Rotate the single-prime position vector by the longitude of the ascending node, Ω.



x = x' cos Ω − y' sin Ω

y = x' sin Ω + y' cos Ω

z = z'



The unprimed position vector [x,y,z] is the position in heliocentric ecliptic coordinates.



Find the canonical (triple-prime) heliocentric velocity vector.



k = √{ GM / [ a AU (1 − e²) ] }

k is a speed in meters per second.

GM = 1.32712440018e20 m³ sec⁻²

AU = 1.49597870691e11 m au⁻¹



Vx''' = −k sin θ

Vy''' = k (e + cos θ)

Vz''' = 0



Rotate the triple-prime velocity vector by the argument of the perihelion, ω.
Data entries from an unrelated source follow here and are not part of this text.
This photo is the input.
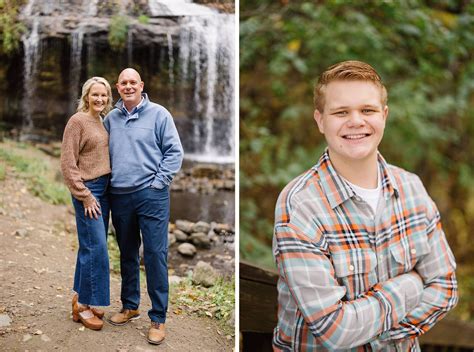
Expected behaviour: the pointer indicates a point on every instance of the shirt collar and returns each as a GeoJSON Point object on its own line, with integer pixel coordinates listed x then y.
{"type": "Point", "coordinates": [135, 109]}
{"type": "Point", "coordinates": [337, 190]}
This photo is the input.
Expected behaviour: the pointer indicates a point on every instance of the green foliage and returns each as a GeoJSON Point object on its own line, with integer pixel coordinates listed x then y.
{"type": "Point", "coordinates": [143, 19]}
{"type": "Point", "coordinates": [118, 32]}
{"type": "Point", "coordinates": [38, 178]}
{"type": "Point", "coordinates": [423, 51]}
{"type": "Point", "coordinates": [2, 172]}
{"type": "Point", "coordinates": [216, 302]}
{"type": "Point", "coordinates": [10, 27]}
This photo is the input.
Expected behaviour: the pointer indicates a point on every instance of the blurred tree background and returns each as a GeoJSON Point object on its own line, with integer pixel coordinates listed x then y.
{"type": "Point", "coordinates": [424, 52]}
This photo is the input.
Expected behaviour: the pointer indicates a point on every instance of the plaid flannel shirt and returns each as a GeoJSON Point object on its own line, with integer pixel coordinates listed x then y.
{"type": "Point", "coordinates": [349, 281]}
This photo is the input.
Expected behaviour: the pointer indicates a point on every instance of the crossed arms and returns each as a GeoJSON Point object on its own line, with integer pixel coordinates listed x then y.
{"type": "Point", "coordinates": [404, 306]}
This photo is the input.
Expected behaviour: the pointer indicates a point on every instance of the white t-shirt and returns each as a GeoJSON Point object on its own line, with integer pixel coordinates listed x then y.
{"type": "Point", "coordinates": [369, 195]}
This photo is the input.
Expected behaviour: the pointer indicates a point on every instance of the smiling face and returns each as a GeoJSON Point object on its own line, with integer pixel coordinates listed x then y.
{"type": "Point", "coordinates": [130, 88]}
{"type": "Point", "coordinates": [97, 99]}
{"type": "Point", "coordinates": [352, 120]}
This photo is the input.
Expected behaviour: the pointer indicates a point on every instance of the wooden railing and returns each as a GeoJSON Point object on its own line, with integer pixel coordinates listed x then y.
{"type": "Point", "coordinates": [258, 317]}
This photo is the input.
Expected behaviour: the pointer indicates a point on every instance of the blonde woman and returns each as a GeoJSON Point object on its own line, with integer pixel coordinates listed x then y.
{"type": "Point", "coordinates": [85, 166]}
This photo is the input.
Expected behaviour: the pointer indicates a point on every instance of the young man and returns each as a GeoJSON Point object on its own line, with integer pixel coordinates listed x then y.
{"type": "Point", "coordinates": [363, 261]}
{"type": "Point", "coordinates": [145, 154]}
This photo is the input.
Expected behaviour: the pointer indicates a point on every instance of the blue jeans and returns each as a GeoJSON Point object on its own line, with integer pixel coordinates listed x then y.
{"type": "Point", "coordinates": [91, 279]}
{"type": "Point", "coordinates": [147, 211]}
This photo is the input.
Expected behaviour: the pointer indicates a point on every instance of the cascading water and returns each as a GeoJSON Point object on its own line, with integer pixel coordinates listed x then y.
{"type": "Point", "coordinates": [171, 65]}
{"type": "Point", "coordinates": [75, 70]}
{"type": "Point", "coordinates": [207, 54]}
{"type": "Point", "coordinates": [31, 44]}
{"type": "Point", "coordinates": [185, 54]}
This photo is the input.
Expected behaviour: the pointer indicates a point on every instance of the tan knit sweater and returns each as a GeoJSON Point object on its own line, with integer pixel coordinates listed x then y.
{"type": "Point", "coordinates": [84, 154]}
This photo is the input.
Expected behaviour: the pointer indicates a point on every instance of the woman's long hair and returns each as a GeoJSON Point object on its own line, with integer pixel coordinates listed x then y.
{"type": "Point", "coordinates": [83, 105]}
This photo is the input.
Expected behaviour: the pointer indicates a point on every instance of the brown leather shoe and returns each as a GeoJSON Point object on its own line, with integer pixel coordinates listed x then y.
{"type": "Point", "coordinates": [85, 315]}
{"type": "Point", "coordinates": [156, 333]}
{"type": "Point", "coordinates": [124, 317]}
{"type": "Point", "coordinates": [99, 313]}
{"type": "Point", "coordinates": [89, 320]}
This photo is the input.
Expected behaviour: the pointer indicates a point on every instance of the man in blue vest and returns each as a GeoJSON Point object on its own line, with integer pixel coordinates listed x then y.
{"type": "Point", "coordinates": [145, 153]}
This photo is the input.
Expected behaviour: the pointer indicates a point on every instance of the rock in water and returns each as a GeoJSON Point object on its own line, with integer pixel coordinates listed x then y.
{"type": "Point", "coordinates": [187, 249]}
{"type": "Point", "coordinates": [180, 235]}
{"type": "Point", "coordinates": [184, 225]}
{"type": "Point", "coordinates": [5, 320]}
{"type": "Point", "coordinates": [204, 274]}
{"type": "Point", "coordinates": [200, 239]}
{"type": "Point", "coordinates": [201, 226]}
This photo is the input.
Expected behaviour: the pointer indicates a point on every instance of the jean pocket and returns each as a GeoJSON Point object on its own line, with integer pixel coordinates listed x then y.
{"type": "Point", "coordinates": [356, 270]}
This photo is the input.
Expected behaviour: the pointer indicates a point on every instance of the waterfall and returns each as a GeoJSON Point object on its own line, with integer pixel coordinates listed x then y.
{"type": "Point", "coordinates": [31, 44]}
{"type": "Point", "coordinates": [193, 43]}
{"type": "Point", "coordinates": [90, 8]}
{"type": "Point", "coordinates": [177, 8]}
{"type": "Point", "coordinates": [75, 70]}
{"type": "Point", "coordinates": [206, 52]}
{"type": "Point", "coordinates": [130, 47]}
{"type": "Point", "coordinates": [28, 9]}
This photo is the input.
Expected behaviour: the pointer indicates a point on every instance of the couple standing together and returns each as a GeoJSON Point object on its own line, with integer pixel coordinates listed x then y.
{"type": "Point", "coordinates": [124, 162]}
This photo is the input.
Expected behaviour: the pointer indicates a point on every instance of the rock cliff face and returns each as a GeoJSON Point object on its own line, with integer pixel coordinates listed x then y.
{"type": "Point", "coordinates": [184, 52]}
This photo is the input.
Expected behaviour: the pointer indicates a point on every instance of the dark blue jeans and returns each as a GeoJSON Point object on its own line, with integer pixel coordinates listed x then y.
{"type": "Point", "coordinates": [91, 279]}
{"type": "Point", "coordinates": [147, 211]}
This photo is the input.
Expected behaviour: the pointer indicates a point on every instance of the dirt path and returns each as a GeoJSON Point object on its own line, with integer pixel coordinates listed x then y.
{"type": "Point", "coordinates": [38, 252]}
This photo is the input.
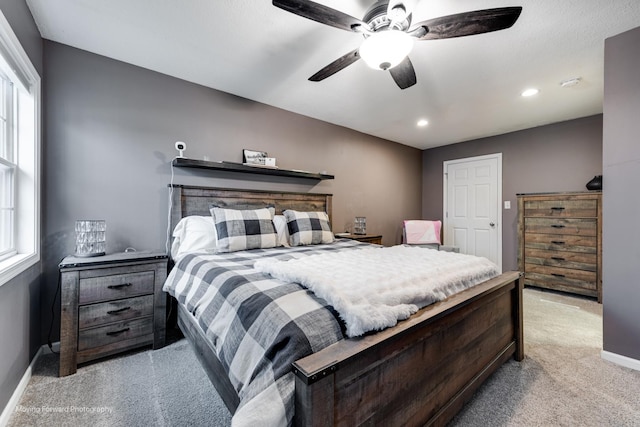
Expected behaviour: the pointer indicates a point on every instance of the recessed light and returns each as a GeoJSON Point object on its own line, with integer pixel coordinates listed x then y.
{"type": "Point", "coordinates": [530, 92]}
{"type": "Point", "coordinates": [570, 82]}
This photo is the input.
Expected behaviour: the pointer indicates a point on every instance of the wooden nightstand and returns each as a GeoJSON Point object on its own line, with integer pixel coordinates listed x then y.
{"type": "Point", "coordinates": [110, 304]}
{"type": "Point", "coordinates": [376, 239]}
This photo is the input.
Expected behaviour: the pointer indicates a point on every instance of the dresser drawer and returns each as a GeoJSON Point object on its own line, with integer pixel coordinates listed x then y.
{"type": "Point", "coordinates": [114, 311]}
{"type": "Point", "coordinates": [572, 243]}
{"type": "Point", "coordinates": [561, 226]}
{"type": "Point", "coordinates": [561, 208]}
{"type": "Point", "coordinates": [560, 274]}
{"type": "Point", "coordinates": [115, 332]}
{"type": "Point", "coordinates": [103, 288]}
{"type": "Point", "coordinates": [561, 284]}
{"type": "Point", "coordinates": [563, 259]}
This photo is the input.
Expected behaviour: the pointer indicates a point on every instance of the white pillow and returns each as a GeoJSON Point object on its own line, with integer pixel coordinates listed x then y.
{"type": "Point", "coordinates": [194, 234]}
{"type": "Point", "coordinates": [280, 222]}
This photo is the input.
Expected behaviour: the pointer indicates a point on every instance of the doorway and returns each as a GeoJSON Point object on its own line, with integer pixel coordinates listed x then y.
{"type": "Point", "coordinates": [472, 192]}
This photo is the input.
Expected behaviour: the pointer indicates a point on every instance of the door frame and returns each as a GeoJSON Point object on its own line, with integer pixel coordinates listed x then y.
{"type": "Point", "coordinates": [445, 182]}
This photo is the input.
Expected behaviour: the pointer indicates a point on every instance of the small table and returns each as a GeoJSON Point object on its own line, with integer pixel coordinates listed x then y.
{"type": "Point", "coordinates": [376, 239]}
{"type": "Point", "coordinates": [110, 304]}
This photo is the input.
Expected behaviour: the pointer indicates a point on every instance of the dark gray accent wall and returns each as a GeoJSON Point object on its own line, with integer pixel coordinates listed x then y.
{"type": "Point", "coordinates": [621, 204]}
{"type": "Point", "coordinates": [20, 297]}
{"type": "Point", "coordinates": [558, 157]}
{"type": "Point", "coordinates": [111, 129]}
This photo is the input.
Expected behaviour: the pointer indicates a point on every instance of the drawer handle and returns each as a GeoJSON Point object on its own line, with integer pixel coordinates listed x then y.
{"type": "Point", "coordinates": [111, 334]}
{"type": "Point", "coordinates": [118, 311]}
{"type": "Point", "coordinates": [124, 285]}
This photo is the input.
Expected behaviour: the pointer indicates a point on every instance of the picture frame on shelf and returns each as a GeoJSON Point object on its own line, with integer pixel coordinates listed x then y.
{"type": "Point", "coordinates": [253, 157]}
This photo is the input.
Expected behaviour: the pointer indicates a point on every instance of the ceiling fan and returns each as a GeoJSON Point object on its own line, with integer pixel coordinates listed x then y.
{"type": "Point", "coordinates": [389, 35]}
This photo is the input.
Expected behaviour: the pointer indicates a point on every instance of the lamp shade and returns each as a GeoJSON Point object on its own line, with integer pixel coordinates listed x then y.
{"type": "Point", "coordinates": [386, 49]}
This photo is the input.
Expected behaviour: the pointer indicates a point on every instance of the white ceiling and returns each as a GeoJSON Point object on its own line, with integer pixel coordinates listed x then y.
{"type": "Point", "coordinates": [467, 88]}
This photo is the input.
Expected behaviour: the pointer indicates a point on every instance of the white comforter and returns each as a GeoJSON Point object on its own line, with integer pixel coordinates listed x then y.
{"type": "Point", "coordinates": [373, 288]}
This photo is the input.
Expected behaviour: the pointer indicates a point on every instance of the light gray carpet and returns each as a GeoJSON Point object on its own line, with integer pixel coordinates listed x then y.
{"type": "Point", "coordinates": [562, 382]}
{"type": "Point", "coordinates": [165, 387]}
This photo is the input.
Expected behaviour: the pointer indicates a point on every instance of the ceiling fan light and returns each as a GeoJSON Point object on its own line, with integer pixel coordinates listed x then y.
{"type": "Point", "coordinates": [386, 49]}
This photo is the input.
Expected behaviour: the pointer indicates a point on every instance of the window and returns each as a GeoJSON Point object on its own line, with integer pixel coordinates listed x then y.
{"type": "Point", "coordinates": [7, 169]}
{"type": "Point", "coordinates": [19, 157]}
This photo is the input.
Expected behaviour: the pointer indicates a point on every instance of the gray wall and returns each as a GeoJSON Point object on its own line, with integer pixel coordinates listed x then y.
{"type": "Point", "coordinates": [558, 157]}
{"type": "Point", "coordinates": [111, 129]}
{"type": "Point", "coordinates": [621, 204]}
{"type": "Point", "coordinates": [20, 297]}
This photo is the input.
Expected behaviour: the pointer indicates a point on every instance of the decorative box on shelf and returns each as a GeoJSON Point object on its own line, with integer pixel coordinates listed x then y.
{"type": "Point", "coordinates": [253, 169]}
{"type": "Point", "coordinates": [110, 304]}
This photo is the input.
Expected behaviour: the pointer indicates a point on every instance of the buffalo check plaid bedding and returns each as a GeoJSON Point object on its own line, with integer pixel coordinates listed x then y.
{"type": "Point", "coordinates": [257, 325]}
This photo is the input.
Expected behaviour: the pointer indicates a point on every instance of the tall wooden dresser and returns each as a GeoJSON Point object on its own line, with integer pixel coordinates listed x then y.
{"type": "Point", "coordinates": [560, 241]}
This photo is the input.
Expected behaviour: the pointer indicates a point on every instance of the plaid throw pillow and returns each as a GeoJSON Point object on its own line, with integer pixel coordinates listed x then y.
{"type": "Point", "coordinates": [244, 229]}
{"type": "Point", "coordinates": [308, 228]}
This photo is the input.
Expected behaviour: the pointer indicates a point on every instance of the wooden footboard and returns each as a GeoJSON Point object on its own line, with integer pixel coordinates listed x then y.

Vx'' = Vx''' cos ω − Vy''' sin ω

Vy'' = Vx''' sin ω + Vy''' cos ω

Vz'' = Vz''' = 0



Rotate the double-prime velocity vector by the inclination, i.



Vx' = Vx''

Vy' = Vy'' cos i

Vz' = Vy'' sin i



Rotate the single-prime velocity vector by the longitude of the ascending node, Ω.



Vx = Vx' cos Ω − Vy' sin Ω

Vy = Vx' sin Ω + Vy' cos Ω

Vz = Vz'



The unprimed velocity vector [Vx,Vy,Vz] is the sun-relative velocity in ecliptic coordinates.

So, if I understand your question, you aren't asking where is YU55 now. You are asking about the orbit of YU55. Orbits are specified by several elements, which look like this for YU55:



Eccentricity, e = 0.4305689708415769

Periapsis distance, q = 0.6590704071267676 AU

Time of periapsis = 2455814.857873864 day number (2011 September 10 08:35:20.0 UT)

Longitude of Ascending Node, OMEGA = 35.9247292028356 degrees

Argument of Perifocus, w = 273.5858694775293 degrees

inclination w.r.t xy-plane, i = 0.340954698062493 degrees

Semi-major axis, a = 1.157419201585879 AU

Mean anomaly, M = 51.16626097970214 degrees

Apoapsis distance = 1.655767996044991 AU

Orbital period = 1.24521 years

Mean motion, n = 0.79153122 degrees / day

True Anomaly, nu = 101.1396419605698 degrees

The orbital parameters are described here:

http://ssd.jpl.nasa.gov/sbdb.cgi?sstr=2005%20YU55&orb=1

I'll betcha anything it's elliptical, and one of the foci is the sun. The orbit goes just outside Mars', and between Mercury and Venus.